The Overfishing Metaphor
Dr. Brian J. Rothschild

NOTE: This paper was originally published by the American Institute of Fishery Research Biologists in their January-February 2011 newsletter. Dr. Rothschild is Dean Emeritus of the University of Massachusetts School for Marine Science and Technology.

The term “overfishing” seems to have first been used in 1854 at a meeting of the British Association for the Advancement of Science (Rozwadowski, 2002). The determination of whether or not a stock is overfished preoccupied fishery scientists for the next several decades. During this time no precise definition of overfishing could be developed, despite a prestigious inquiry by the International Council for Exploration of the Sea (ICES) (Petersen, 1903).

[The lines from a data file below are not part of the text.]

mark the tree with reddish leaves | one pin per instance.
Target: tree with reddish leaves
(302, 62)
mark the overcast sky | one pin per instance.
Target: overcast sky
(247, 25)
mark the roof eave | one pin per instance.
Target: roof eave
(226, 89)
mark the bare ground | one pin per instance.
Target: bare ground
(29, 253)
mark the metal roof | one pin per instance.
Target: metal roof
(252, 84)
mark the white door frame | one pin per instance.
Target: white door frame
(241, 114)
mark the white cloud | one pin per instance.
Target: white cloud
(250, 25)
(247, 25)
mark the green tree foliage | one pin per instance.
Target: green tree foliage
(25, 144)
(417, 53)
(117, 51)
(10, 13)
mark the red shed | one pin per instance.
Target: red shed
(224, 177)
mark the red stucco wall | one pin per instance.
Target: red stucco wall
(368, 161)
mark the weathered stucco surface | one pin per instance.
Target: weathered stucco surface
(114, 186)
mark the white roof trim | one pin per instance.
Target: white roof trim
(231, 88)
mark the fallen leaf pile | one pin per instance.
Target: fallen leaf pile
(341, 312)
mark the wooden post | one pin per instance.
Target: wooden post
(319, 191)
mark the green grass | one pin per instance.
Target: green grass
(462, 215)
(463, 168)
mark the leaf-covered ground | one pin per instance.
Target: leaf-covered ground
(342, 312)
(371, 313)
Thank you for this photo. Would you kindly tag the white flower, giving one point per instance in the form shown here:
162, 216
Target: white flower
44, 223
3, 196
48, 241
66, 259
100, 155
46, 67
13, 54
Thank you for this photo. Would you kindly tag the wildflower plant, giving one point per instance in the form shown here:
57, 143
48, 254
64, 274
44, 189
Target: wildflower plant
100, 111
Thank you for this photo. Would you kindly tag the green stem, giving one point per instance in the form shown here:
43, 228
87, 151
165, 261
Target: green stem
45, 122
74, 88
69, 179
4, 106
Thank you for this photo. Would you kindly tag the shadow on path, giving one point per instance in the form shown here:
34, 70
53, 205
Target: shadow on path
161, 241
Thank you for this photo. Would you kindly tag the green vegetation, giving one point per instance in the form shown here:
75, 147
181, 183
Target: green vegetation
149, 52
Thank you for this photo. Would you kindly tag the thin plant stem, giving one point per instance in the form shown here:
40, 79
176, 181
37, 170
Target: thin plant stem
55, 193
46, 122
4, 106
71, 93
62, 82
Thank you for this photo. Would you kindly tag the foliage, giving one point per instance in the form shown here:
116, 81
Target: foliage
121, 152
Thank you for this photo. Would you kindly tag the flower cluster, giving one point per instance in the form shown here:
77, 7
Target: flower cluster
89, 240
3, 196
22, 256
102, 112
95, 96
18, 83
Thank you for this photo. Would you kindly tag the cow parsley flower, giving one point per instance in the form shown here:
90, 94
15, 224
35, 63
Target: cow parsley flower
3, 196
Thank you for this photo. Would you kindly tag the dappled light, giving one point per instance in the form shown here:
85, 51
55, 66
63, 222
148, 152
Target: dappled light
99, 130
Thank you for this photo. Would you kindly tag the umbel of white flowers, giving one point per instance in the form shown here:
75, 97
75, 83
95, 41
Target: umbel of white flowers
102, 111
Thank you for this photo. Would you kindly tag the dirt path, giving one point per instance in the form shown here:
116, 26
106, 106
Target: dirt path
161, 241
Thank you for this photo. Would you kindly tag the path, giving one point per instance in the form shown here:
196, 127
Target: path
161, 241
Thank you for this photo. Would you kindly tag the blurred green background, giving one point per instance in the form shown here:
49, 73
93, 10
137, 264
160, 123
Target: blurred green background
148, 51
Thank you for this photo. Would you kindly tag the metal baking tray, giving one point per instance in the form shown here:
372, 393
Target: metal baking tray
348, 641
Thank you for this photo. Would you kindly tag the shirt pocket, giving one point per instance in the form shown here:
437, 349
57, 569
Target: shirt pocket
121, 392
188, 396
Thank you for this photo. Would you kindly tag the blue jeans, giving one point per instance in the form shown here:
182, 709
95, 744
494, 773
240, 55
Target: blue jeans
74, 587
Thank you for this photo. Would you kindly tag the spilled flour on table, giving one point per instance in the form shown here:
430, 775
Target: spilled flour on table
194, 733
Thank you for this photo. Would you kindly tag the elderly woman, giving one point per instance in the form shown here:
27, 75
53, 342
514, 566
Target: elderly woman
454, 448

Progress seemed evident in the 1940s and 1950s with the development of quantitative theories of fishing. The theories created the belief that practical and concrete overfishing definitions could be developed from mathematical models linking fishing mortality and population abundance. These models could generate optimal values (maxima) of production, yield-perrecruit, and recruitment as functions of stock size or fishing mortality. Thus, if optimal values were exceeded — the stock size was too low, or fishing mortality was too high — the stock could be declared overfished.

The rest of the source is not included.